Shreyas Srinivas (Jul 11 2024 at 13:42):

That being said, for larger proof developments, unless you are defining type synonyms, using reducible defs can be a performance issue. If you just want to forcibly normalise the term anyway you can use unfold f as Kevin says, or even simp [f] which will simplify the result of the unfolding.

Vasilii Nesterov (Jul 11 2024 at 13:44):

Thanks! But why it works with factorial then?

def factorial (x : ℕ) : ℕ :=
  match x with
  | .zero => 1
  | .succ y => x * factorial y

example : factorial 3 = 6 := by
  reduce -- the goal is 6 = 6

Edward van de Meent (Jul 11 2024 at 13:48):

my guess would be that it has to do with the fact that factorial uses the inductive structure on Nat...

Edward van de Meent (Jul 11 2024 at 13:49):

according to #print, factorial isn't marked as irreducible?

Vasilii Nesterov (Jul 11 2024 at 13:52):

It is marked as reducible.

Jannis Limperg (Jul 11 2024 at 13:55):

Definitions by well-founded recursion, such as f, are marked as irreducible by default.
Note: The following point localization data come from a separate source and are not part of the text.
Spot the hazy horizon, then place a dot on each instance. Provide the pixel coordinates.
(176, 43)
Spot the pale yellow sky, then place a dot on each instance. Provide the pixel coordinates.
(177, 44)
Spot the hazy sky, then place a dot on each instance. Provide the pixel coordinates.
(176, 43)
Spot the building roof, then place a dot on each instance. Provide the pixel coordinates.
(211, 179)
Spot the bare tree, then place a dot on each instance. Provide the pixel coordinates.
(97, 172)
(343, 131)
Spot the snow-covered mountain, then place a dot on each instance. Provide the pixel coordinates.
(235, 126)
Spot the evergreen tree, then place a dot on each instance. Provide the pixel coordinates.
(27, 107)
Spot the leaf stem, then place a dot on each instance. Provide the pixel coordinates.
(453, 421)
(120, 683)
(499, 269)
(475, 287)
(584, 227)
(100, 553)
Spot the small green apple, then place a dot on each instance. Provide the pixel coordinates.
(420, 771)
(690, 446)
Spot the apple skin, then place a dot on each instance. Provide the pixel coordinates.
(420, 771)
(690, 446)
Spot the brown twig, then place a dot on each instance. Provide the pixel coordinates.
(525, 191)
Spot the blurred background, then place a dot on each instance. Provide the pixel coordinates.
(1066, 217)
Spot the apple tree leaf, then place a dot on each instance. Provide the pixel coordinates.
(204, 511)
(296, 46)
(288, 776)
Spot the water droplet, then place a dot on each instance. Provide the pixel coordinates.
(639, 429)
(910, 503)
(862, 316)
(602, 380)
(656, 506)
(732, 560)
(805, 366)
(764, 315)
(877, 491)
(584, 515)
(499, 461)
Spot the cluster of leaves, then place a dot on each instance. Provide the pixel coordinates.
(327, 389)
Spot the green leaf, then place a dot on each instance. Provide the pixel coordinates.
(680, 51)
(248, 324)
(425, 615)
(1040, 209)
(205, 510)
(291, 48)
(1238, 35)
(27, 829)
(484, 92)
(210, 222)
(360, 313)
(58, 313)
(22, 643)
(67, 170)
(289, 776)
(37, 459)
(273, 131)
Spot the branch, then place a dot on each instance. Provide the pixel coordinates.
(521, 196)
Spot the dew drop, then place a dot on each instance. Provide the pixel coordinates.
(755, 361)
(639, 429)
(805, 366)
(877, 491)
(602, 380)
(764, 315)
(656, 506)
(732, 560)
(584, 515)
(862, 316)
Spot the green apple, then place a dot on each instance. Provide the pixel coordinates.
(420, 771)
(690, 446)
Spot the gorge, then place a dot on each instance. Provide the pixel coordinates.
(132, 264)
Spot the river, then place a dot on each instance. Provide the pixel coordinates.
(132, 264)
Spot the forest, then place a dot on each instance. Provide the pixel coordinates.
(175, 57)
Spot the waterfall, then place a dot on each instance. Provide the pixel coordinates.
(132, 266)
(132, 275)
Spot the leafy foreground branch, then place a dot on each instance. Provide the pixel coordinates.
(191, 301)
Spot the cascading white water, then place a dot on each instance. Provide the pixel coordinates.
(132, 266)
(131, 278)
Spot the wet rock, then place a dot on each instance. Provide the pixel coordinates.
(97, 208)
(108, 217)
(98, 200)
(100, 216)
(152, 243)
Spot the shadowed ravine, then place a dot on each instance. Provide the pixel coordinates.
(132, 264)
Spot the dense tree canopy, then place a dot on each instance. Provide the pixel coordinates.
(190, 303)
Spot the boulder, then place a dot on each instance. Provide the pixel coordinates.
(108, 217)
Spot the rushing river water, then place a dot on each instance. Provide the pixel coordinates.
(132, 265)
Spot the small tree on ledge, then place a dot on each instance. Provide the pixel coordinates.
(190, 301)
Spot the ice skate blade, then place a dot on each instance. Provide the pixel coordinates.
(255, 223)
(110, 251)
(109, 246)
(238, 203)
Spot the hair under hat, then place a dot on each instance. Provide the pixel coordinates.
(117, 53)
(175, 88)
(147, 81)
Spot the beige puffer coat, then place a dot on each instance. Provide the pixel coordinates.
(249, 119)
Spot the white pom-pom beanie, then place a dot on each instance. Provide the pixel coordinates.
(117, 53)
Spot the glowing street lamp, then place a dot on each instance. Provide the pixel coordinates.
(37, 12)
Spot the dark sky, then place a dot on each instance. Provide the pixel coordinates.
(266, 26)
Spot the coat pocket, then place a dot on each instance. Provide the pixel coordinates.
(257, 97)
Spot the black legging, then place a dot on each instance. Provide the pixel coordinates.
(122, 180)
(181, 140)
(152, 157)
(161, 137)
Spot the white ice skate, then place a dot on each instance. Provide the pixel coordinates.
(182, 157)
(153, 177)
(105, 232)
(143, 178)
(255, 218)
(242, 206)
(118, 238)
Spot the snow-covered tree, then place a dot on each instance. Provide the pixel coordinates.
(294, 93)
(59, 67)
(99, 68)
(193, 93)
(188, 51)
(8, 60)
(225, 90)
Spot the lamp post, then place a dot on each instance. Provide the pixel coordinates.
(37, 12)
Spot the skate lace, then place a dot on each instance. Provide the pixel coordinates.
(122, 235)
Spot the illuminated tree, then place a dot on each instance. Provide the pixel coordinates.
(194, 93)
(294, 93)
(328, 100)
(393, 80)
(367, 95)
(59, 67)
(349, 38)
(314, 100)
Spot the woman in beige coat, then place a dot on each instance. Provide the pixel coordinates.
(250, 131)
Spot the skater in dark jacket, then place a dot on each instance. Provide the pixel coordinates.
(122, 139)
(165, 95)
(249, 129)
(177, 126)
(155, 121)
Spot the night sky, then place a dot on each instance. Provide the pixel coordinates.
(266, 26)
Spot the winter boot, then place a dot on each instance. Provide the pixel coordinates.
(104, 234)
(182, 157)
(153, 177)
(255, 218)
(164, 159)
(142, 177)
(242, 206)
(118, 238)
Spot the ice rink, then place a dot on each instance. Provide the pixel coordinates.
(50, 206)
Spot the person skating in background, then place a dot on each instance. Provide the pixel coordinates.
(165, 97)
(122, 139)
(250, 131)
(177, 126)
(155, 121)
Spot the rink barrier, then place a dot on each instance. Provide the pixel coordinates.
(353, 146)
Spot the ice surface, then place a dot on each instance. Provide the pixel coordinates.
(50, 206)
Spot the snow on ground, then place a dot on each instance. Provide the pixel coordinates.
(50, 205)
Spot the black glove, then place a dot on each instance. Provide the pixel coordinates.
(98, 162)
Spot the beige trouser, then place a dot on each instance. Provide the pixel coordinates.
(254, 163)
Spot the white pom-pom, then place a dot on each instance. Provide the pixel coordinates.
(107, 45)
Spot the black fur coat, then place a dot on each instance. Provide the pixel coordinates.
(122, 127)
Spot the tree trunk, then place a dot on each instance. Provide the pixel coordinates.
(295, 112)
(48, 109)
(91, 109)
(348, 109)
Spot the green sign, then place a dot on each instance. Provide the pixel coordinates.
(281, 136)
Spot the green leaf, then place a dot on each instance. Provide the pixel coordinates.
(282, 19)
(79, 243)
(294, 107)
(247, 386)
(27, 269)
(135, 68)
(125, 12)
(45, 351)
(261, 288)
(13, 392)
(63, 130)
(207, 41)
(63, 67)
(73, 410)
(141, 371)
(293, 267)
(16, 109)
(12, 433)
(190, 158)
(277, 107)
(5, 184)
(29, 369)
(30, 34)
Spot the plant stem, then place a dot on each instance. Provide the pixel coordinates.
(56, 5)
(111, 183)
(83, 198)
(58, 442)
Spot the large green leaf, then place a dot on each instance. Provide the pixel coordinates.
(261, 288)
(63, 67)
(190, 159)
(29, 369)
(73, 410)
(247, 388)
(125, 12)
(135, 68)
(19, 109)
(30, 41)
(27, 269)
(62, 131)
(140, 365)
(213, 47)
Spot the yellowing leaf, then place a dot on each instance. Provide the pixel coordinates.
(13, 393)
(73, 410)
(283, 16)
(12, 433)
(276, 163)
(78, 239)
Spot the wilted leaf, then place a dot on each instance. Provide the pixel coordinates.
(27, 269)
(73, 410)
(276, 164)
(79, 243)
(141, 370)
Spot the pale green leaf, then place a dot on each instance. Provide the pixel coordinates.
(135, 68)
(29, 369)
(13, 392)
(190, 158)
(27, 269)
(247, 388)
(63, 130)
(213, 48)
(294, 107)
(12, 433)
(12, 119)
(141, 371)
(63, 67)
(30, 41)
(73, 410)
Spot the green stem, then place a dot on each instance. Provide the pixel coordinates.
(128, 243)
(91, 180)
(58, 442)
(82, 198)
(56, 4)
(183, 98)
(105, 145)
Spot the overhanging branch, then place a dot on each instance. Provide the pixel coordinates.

Shreyas' abbrev overrides this and makes f reducible. This is a questionable fix, though, since some parts of Lean assume that reducible definitions are always non-recursive. If you want to go this route, @[semireducible] def f would be better. However, note that definitions by well-founded recursion sometimes have very bad reduction performance; that's why they're marked as irreducible by default.

factorial does not use well-founded recursion and therefore doesn't have this issue.

#reduce uses kernel reduction, which ignores the irreducible annotation. reduce apparently uses a different reduction algorithm that respects the irreducible annotation(?).

Vasilii Nesterov (Jul 11 2024 at 14:07):

Thank you all for your answers!

Kyle Miller (Jul 11 2024 at 17:13):

@Jannis Limperg #reduce uses the elaborator's whnf (see docs#Lean.Meta.reduce). Mathlib's reduce tactic uses the same reduce function. It looks like the major difference is that #reduce turns off smart unfolding.

Kyle Miller (Jul 11 2024 at 17:17):

Oh, that's a minor difference. The major difference is that #reduce sets transparency to .all.

example : f 5 = 0 := by
  with_unfolding_all reduce
  -- ⊢ 0 = 0

Kyle Miller (Jul 11 2024 at 17:18):

In a recent Lean you can use the unseal command:

unseal f in
example : f 5 = 0 := by
  reduce
  -- ⊢ 0 = 0

I would suggest not using abbrev.

Chris Henson (Jul 11 2024 at 19:42):

Not sure of the verbiage here, but is there a piece of documentation that describes the various "levels" of reducibility and transparency?

Kyle Miller (Jul 11 2024 at 19:44):

docs#Lean.Meta.TransparencyMode is one source

Kyle Miller (Jul 11 2024 at 19:44):

That's for configuring isDefEq/whnf. On the other side, there's annotating definitions with transparency levels.

Kyle Miller (Jul 11 2024 at 19:46):

I think instances is slightly incorrect in the docs. It's that it will unfold projections of instances, not instances themselves (so for example functions from a class will be unfolded)

Jannis Limperg (Jul 11 2024 at 20:14):

Kyle Miller said:

Jannis Limperg #reduce uses the elaborator's whnf (see docs#Lean.Meta.reduce). Mathlib's reduce tactic uses the same reduce function. It looks like the major difference is that #reduce turns off smart unfolding.

Ah! Thanks, and sorry for spreading misinformation.

Last updated: May 02 2025 at 03:31 UTC